Aware of the precarious situation such a deal would put him in, Kony says in the interview: “I want to tell the Sudanese lords to keep away from us because if they attack us as they have done it this month (March 2004), we will fight and set their villages on fires.”

Kony says his Lord’s Resistance Army, which has been blamed for the rape, murder and abduction in the north, said the group “is fighting for the application of Ten Commandments of God and we are also fighting to liberate people living in occupied Northern Uganda.”

The magazine says the interview was conducted on March 6 in Sudan’s second largest city of Juba.

The interviewer, who is not named, is described as a former bodyguard of the rebel leader.

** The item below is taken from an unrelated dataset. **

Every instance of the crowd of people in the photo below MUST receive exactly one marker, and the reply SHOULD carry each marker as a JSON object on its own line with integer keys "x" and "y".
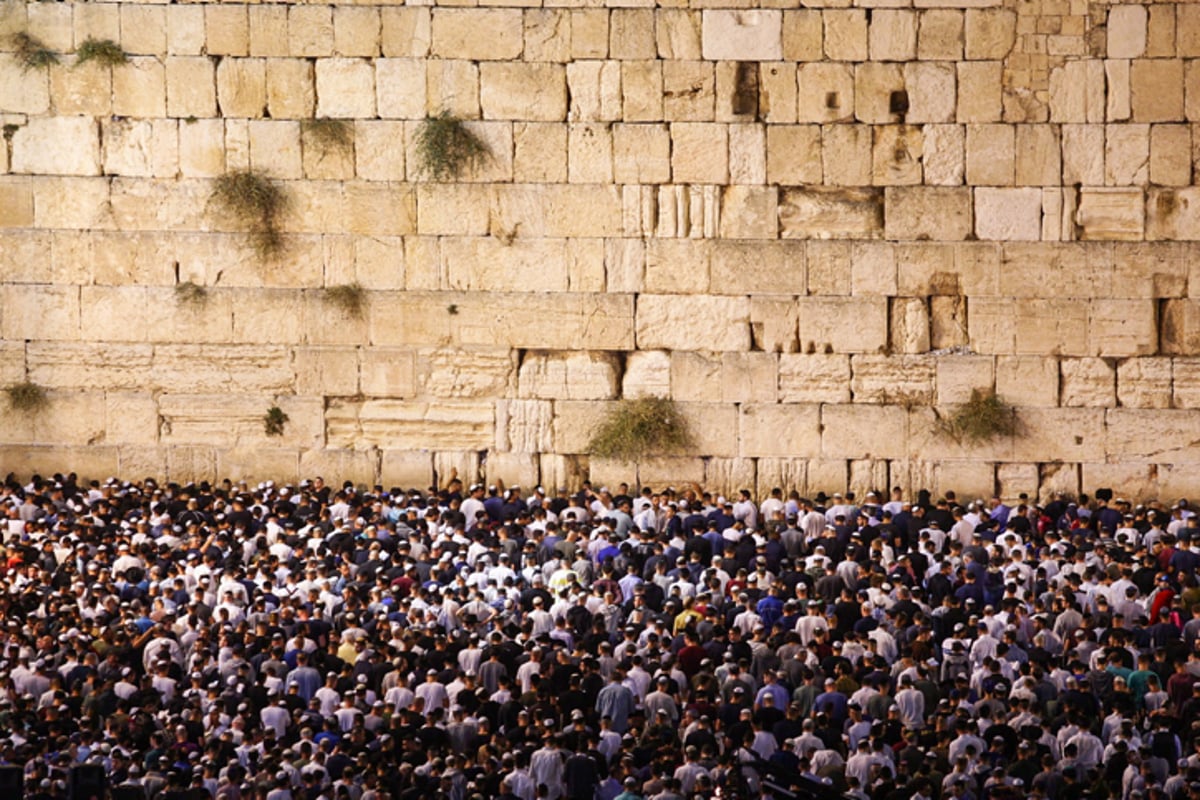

He admits to receiving support from Sudan and visiting Khartoum four times since 1997.

Asked why he did not hold peace talks with government, Kony revealed his distrust of the President.

“President Museveni cannot talk peace, he is killer and he wanted to kill me by all means. I have asked the lords of the LRA to kill Museveni,” Kony said.

The chief of Military Intelligence, Col. Noble Mayombo, later told The Monitor that Kony could run but could not hide.

“He is an international criminal; we can get him anywhere he goes even if it means signing a protocol with Ethiopia we shall,” Mayombo said.

The acting Presidential Press Secretary, Mr Onapito Ekomoloit, rejected Kony’s claims against Mr Museveni.

“That is absolute nonsense and an insult to Acholi people. Kony has been butchering innocent Acholi people systematically and we have systematically been trying to defend them,” Onapito said by telephone.